Production prospects for 2022 are fairly firm and global tea production may revert to approximately 2% growth. Sri Lanka may be an exception owing to the withdrawal of chemical fertiliser in and around mid-2021, and its ill effects which are likely to take its toll in Q1 of 2022.
Since the Government has recently reversed the ban on chemical fertiliser some degree of recovery is anticipated commencing Q2 of 2022, subject to extreme weather conditions not being a reality. However, ageing tea bushes and low productivity levels continue to be a downside.
The market deficit expanded in 2020 as production fell significantly in most producer countries largely due to the COVID-19 pandemic and perhaps to a lesser extent due to climatic conditions.
In 2021, both production and consumption would record a growth with perhaps production increasing more rapidly. Therefore, the market deficit is likely to have narrowed in comparison to end 2020.
Tea consumption is likely to be dominated by Asian consumers, particularly China and India. China, in particular, has been an important market for Ceylon Tea in recent times. Analysts predict that out of home consumption in China is likely to recover in the coming year helping to drive stronger growth in overall tea consumption.
Similarly, consumption in India too is likely to show further growth on 2021 data which remained weak with the closures amidst surging COVID-19 cases. The Indian market would have significant potential from its sheer size and India’s average per head consumption.
The US could be singled out as a fast-growing market, particularly for instant tea and the iced tea segments. Interestingly, imports from Sri Lanka to the US too have shown useful growth in recent years.
As highlighted previously in the report, Colombo auction prices have shown a significant appreciation in the fourth quarter vis-à-vis Q3 – a combination of factors triggering improved demand, lower volumes, better quality and in anticipation of the unusually lower volumes in the forthcoming quarter of 2022.

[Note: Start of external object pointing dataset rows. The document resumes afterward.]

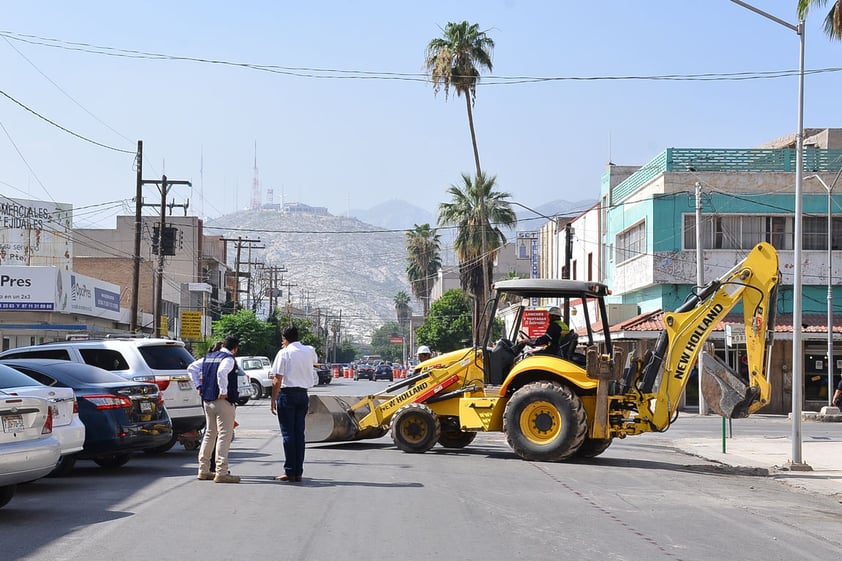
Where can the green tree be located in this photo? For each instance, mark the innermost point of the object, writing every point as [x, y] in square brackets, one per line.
[463, 211]
[381, 345]
[423, 248]
[254, 334]
[454, 60]
[448, 325]
[833, 20]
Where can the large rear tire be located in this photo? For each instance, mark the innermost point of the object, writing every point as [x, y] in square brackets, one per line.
[415, 428]
[593, 447]
[545, 422]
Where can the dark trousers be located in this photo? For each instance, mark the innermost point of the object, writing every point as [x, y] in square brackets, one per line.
[292, 408]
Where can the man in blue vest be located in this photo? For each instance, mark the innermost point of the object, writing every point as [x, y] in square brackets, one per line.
[556, 330]
[215, 377]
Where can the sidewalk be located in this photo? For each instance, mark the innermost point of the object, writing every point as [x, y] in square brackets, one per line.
[820, 470]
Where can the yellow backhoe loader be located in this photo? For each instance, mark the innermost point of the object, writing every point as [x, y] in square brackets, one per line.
[553, 408]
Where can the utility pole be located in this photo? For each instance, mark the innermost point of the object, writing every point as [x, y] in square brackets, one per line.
[568, 250]
[239, 241]
[138, 199]
[163, 186]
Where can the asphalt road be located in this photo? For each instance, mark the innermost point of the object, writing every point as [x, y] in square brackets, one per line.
[365, 500]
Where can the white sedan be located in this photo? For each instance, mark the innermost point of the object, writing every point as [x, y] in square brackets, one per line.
[67, 426]
[28, 449]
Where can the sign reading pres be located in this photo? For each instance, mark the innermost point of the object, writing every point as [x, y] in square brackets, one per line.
[55, 290]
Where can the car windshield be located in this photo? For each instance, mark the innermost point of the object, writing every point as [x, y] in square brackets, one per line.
[166, 357]
[11, 378]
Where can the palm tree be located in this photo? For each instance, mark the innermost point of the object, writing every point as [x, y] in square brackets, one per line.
[455, 60]
[833, 20]
[424, 261]
[464, 212]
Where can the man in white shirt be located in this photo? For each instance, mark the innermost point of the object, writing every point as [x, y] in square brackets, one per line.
[293, 374]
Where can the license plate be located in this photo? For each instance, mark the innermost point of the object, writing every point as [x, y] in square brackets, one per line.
[13, 423]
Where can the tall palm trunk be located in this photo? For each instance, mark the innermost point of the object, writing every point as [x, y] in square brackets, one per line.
[483, 295]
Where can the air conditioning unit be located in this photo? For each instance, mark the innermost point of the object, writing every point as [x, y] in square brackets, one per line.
[621, 312]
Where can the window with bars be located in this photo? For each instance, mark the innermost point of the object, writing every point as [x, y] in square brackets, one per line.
[631, 243]
[744, 231]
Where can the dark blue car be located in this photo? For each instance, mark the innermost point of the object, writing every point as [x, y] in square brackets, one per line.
[120, 416]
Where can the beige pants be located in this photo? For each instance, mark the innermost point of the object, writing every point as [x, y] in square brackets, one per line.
[219, 431]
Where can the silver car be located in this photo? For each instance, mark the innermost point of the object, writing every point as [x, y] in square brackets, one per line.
[67, 426]
[28, 449]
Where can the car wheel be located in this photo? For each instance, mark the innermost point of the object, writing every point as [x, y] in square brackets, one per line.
[111, 462]
[6, 494]
[63, 467]
[163, 447]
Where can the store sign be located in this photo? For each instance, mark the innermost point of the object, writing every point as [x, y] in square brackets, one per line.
[48, 289]
[191, 324]
[535, 322]
[36, 233]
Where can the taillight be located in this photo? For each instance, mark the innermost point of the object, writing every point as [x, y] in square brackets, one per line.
[107, 401]
[163, 382]
[48, 424]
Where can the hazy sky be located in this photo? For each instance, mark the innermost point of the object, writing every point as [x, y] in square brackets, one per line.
[345, 118]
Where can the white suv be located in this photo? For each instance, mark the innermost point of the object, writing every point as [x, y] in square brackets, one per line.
[161, 361]
[257, 368]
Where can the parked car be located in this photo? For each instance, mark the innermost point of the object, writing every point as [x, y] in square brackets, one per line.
[383, 371]
[120, 416]
[160, 361]
[67, 426]
[323, 374]
[28, 449]
[363, 370]
[257, 368]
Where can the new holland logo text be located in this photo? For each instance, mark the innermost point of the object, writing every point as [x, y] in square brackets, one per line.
[696, 338]
[413, 391]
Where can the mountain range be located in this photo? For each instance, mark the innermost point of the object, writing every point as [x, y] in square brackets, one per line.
[346, 267]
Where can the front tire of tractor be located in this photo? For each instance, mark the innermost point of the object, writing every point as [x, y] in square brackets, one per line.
[456, 438]
[415, 428]
[593, 447]
[545, 422]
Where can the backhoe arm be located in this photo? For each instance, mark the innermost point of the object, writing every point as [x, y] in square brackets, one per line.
[753, 282]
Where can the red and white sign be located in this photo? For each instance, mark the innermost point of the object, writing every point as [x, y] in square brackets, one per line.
[535, 322]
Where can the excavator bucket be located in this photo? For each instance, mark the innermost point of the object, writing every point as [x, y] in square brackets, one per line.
[724, 391]
[331, 419]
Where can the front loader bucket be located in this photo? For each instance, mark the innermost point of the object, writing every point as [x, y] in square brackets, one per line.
[724, 391]
[330, 419]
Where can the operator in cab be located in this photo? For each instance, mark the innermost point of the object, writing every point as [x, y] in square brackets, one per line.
[551, 340]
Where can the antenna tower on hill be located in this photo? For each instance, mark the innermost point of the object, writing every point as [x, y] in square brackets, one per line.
[255, 186]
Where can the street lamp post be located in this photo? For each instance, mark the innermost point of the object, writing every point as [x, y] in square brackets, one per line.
[797, 353]
[830, 362]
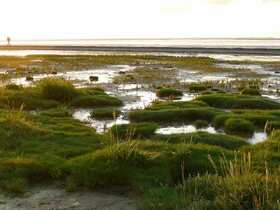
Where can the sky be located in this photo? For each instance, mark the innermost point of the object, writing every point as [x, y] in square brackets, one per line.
[86, 19]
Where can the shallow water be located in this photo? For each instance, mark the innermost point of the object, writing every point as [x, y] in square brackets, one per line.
[80, 78]
[183, 129]
[257, 137]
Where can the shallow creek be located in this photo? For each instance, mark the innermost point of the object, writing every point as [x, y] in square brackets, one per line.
[135, 96]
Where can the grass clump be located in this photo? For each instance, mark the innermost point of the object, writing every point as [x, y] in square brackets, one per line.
[15, 127]
[107, 167]
[57, 89]
[13, 87]
[134, 130]
[199, 87]
[105, 113]
[234, 101]
[239, 127]
[225, 141]
[271, 126]
[201, 123]
[168, 93]
[250, 91]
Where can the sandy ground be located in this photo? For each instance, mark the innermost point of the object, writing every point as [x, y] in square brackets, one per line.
[52, 198]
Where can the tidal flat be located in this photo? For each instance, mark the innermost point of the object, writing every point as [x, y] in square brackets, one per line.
[148, 131]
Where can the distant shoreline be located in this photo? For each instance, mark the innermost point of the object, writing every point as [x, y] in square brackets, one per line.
[132, 49]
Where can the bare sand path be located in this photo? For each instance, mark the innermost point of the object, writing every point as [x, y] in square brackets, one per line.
[52, 198]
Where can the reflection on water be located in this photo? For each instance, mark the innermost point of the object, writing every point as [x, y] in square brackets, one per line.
[80, 78]
[258, 137]
[183, 129]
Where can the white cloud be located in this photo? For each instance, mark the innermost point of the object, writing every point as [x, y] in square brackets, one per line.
[44, 19]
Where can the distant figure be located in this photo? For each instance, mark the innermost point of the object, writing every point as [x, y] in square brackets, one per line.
[9, 40]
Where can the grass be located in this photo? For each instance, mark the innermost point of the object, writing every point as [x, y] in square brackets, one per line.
[225, 141]
[239, 127]
[232, 101]
[54, 93]
[188, 171]
[250, 91]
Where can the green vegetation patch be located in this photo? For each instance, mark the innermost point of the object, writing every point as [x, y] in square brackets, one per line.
[239, 127]
[234, 101]
[225, 141]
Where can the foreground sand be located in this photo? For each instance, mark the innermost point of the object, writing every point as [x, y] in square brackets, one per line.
[50, 198]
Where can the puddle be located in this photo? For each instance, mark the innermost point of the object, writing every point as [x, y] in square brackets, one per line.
[183, 129]
[258, 137]
[101, 126]
[80, 78]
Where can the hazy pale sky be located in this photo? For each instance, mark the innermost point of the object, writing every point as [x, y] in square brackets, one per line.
[59, 19]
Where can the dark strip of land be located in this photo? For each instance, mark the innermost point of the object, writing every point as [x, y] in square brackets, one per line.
[238, 51]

Other factors that are likely to impact on prices:
- The likely devaluation of the Sri Lankan Rupee in early 2022
- Improved demand from Iran following the Sri Lanka tea for oil payment deal
- Importers of Orthodox teas are likely to have lower inventory levels in the backdrop of the deficit in the availability of Orthodox teas since 2015
- Higher oil prices and greater demand from oil-rich Middle Eastern countries
These factors would enable us to predict stronger rupee tea prices for the first half in 2022, in general and Q1 in particular. Market demand for teas thereafter would greatly depend on how the global tea industry would progress during the first half. However, as we have periodically highlighted, market demand for good quality teas will continue to command a premium consistently throughout the year as it is envisaged that there is a dearth of good quality teas.
Amidst this optimistic outlook for tea prices, the industry continues to be challenged with ‘climate change’ and constant wage increases, more so in the current context of high inflation, which would continue to undermine the competitiveness due to the higher average production cost compared to other larger producer/exporter countries.
In our view, the industry as a matter of urgency needs to adopt and mitigate the adverse effects of ‘climate change.’ Rehabilitating and improving the water retention capacity of the soil should be a priority followed by a systematic in-filling program carried out in the short term.
In the medium term, a structured re-planting program should be pursued in a manner in which a high degree of mechanisation can be achieved in agricultural practices, particularly the harvesting function. Therefore, the global competitiveness of ‘Ceylon Tea’ in the short to medium term will depend on how quickly the industry addresses these vital issues.